Compte joint : tout ce qu'il faut savoir avant de l'ouvrir

29 MARS 2019

Vous recherchez une solution bancaire pour gérer vos dépenses communes ? Ouvrir un compte-joint peut être une solution. Très pratique s'il est bien utilisé, le compte-joint comporte néanmoins des risques à prendre en considération. Faisons le point sur les règles à connaître.

Ouvert aux noms de deux personnes, ou davantage, le compte-joint permet la gestion de dépenses communes (loyers, frais de la résidence de famille, scolarité des enfants, dépenses du quotidien, voyages …)

Qui dit co-titulaires, dit titulaires ensemble

La procédure pour ouvrir un compte-joint(1) est la même que pour un compte courant individuel.
Tous les co-titulaires doivent être présents lors de l’ouverture du compte, munis de leurs pièces d'identité et de leurs justificatifs de domicile, et doivent notamment signer une convention de compte courant.

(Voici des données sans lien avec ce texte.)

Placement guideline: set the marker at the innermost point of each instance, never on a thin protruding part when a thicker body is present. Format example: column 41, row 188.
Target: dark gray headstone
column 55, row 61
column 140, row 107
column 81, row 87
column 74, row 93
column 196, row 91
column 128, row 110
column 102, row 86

Selon votre situation personnelle, le compte-joint est ouvert sous l’intitulé « Monsieur ou Madame » ou « Monsieur ou Monsieur » ou « Madame ou Madame »(2).
Comme pour un compte courant individuel, pensez à assurer tous les moyens de paiements relatifs au compte-joint (carte et chéquier) grâce à Alliatys ou Alliatys Plus.
Selon les modalités d’organisation de votre couple ou famille (personnes mariées sous séparation de biens…), il peut être opportun de disposer également chacun d’un compte courant individuel.

Qui dit co-titulaires, dit co-responsabilité !

Ouvrir un compte-joint est loin d’être anodin : tous les co-titulaires sont solidairement responsables du compte. Si cela signifie que chacun peut seul utiliser les moyens de paiement et dépenser les fonds inscrits en compte,  cela signifie aussi que chacun est responsable vis-à-vis de la banque de toutes les dettes générées par le compte-joint. Concrètement, si le compte est à découvert, la banque peut, selon son choix, demander le remboursement des sommes soit à tous les co-titulaires, soit à un seul des co-titulaires (celui de son choix), peu importe qui a réalisé l’opération qui a rendu le solde du compte débiteur. En cas d’incident de paiement, tous les co-titulaires sont responsables : en cas de chèque sans provision, l’interdiction bancaire touche tous les co-titulaires sur leur compte joint mais aussi sur leur(s) compte(s) courant(s) individuel(s).  Il est possible d’atténuer cet effet du compte-joint en désignant, dans le contrat conclu avec la banque, un responsable en cas d’incidents de paiement. Dans ce cas lui seul sera, le cas échéant, interdit bancaire.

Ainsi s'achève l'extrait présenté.